Selon la Commission européenne, la Slovaquie aurait transgressé le Traité de Rome de 1957 en choisissant, pour la gestion des fonds européens un consortium d’entreprises lié au Parti national slovaque, sans prendre la peine d'organiser un véritable appel d’offre public. La manière dont sont choisies les autorités qui ont compétence pour la réalisation des projets européens est dont mise en question. Ce qui ne va pas sans provoquer l'inquiétude, tant au sein de la population slovaque qu’auprès des autorités européennes.

De ce fait, les subventions européennes constituent sans doute l’un des thèmes les plus porteurs de la vie politique en Slovaquie depuis quelques années. Mais cette focalisation, liée aux scandales et désaccords, ne traduit-elle pas en outre un manque d'intérêt pour les autres sujets d'actualité?

Un Premier ministre qui n'aime pas les sommets européens

En décembre 2006, le Premier ministre slovaque Robert Fico a participé au sommet de l'Union européenne à Bruxelles. "Je ne comprends pas pourquoi les Premiers ministres doivent discuter de choses qui peuvent être résolues par les ministres", s’est-il étonné à cette occasion. Selon lui, les véritables leadersdevraient s'occuper des problèmes de la vie quotidienne des "gens normaux". Et d‘insister sur le fait que les Slovaques sont bien plus intéressés par ces problèmes quotidiens que par les réformes européennes. Son attitude rejoint celles des dirigeants d‘autres pays: l´Union européenne serait un moyen de défendre ses intérêts nationaux, ce qui ressort en particulier lors des élections européennes. On insiste sur une "identité slovaque", qui serait stable et évidente pour chaque citoyen; l'idée européenne passe, semble-t-il, au second plan.

Le "retour en Europe" de la Slovaquie

"Le retour en Europe de l´Europe centrale", qui s´est déroulé de façon très rapide, s’est accompagné de nombreux phénomènes spécifique aux pays de la région et que l´on ne peut pas observer en Europe occidentale. Parmi eux, ressort notamment le cliché du pays ex-communiste dont les vieilles générations manqueraient d´engagement politique.

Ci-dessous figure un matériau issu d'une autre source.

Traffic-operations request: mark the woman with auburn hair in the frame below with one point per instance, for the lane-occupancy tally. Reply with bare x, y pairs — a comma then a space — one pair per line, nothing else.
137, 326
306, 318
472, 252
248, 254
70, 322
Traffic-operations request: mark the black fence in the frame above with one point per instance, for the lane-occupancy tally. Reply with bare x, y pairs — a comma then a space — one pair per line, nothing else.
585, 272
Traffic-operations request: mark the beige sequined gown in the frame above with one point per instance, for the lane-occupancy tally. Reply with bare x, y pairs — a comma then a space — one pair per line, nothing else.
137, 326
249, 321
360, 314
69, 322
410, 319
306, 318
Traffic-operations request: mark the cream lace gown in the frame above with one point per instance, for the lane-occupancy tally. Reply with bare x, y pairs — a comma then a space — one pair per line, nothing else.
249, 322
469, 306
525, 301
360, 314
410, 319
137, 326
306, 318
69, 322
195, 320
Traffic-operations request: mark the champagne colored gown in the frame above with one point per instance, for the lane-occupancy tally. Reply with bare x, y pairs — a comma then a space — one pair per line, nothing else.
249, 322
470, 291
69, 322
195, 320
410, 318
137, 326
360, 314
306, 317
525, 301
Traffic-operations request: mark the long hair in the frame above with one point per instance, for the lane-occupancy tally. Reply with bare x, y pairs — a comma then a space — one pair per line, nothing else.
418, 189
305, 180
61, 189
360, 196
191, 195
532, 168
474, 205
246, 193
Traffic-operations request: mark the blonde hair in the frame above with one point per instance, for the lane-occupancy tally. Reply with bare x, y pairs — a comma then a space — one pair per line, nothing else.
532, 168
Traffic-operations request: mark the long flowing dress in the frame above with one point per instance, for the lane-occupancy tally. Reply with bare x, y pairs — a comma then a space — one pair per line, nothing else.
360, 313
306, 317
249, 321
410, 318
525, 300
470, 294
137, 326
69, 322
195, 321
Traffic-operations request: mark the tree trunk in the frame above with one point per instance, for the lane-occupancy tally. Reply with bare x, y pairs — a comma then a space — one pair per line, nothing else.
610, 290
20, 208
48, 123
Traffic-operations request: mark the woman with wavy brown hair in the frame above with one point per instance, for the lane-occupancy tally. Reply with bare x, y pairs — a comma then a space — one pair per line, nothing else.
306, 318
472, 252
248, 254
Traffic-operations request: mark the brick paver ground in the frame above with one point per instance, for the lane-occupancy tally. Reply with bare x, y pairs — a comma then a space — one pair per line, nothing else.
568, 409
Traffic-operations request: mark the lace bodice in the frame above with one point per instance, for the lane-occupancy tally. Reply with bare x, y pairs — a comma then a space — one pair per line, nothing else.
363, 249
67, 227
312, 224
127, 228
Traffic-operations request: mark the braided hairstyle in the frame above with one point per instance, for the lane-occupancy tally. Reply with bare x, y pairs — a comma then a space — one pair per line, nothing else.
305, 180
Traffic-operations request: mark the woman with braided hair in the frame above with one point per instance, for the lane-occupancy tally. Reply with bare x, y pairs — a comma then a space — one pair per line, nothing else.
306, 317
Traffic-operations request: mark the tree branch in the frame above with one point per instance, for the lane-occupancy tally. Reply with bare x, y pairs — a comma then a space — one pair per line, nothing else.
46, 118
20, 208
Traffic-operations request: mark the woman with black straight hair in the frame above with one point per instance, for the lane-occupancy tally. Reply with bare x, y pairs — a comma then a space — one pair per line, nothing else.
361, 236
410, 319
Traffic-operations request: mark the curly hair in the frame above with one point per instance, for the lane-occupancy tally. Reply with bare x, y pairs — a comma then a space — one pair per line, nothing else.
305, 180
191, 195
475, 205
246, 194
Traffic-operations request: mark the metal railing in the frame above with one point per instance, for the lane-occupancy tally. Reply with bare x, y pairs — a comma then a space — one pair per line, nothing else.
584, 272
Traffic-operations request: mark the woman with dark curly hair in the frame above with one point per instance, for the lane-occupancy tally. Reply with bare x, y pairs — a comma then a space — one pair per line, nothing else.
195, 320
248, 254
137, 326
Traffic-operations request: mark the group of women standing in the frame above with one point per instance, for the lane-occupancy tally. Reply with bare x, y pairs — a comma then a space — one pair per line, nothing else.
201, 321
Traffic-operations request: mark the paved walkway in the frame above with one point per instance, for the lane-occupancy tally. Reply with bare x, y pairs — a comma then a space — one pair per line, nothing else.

Comparée à la mondialisation, l'européisation est à l´origine d'une situation nouvelle et beaucoup plus dynamique: l'attractivité d'un nouveau territoire européen est certes très positive mais crée de nouvelles tendances, auxquelles la population doit s'adapter sans délai. La répercussion de ce phénomène se ressent dans tous les domaines: on parle souvent de la nouvelle génération, qui aura fait ses études dans un contexte politique différent de celui qui prévalait jusque là et, pour une bonne part, dans d‘autres pays européens; c’est grâce à cette nouvelle jeunesse que la société sera, d’ici quelques années, encore plus "européisée".

Les Slovaques auront peut-être besoin d'un peu plus de temps pour apprendre à connaître les institutions et les politiques européennes. La culture politique et l'approche des partis, notamment, ne sont pas comparables à ce qu’on trouve dans d'autres Etats européens, révélant une mentalité différente; preuve en est, par exemple, qu'en Slovaquie, il n'y a pas de parti politique véritablement eurosceptique.

* Sara CINCUROVA est étudiante en LLCE (Langues, littérature et civilisation étrangères) russe, à Paris IV Sorbonne.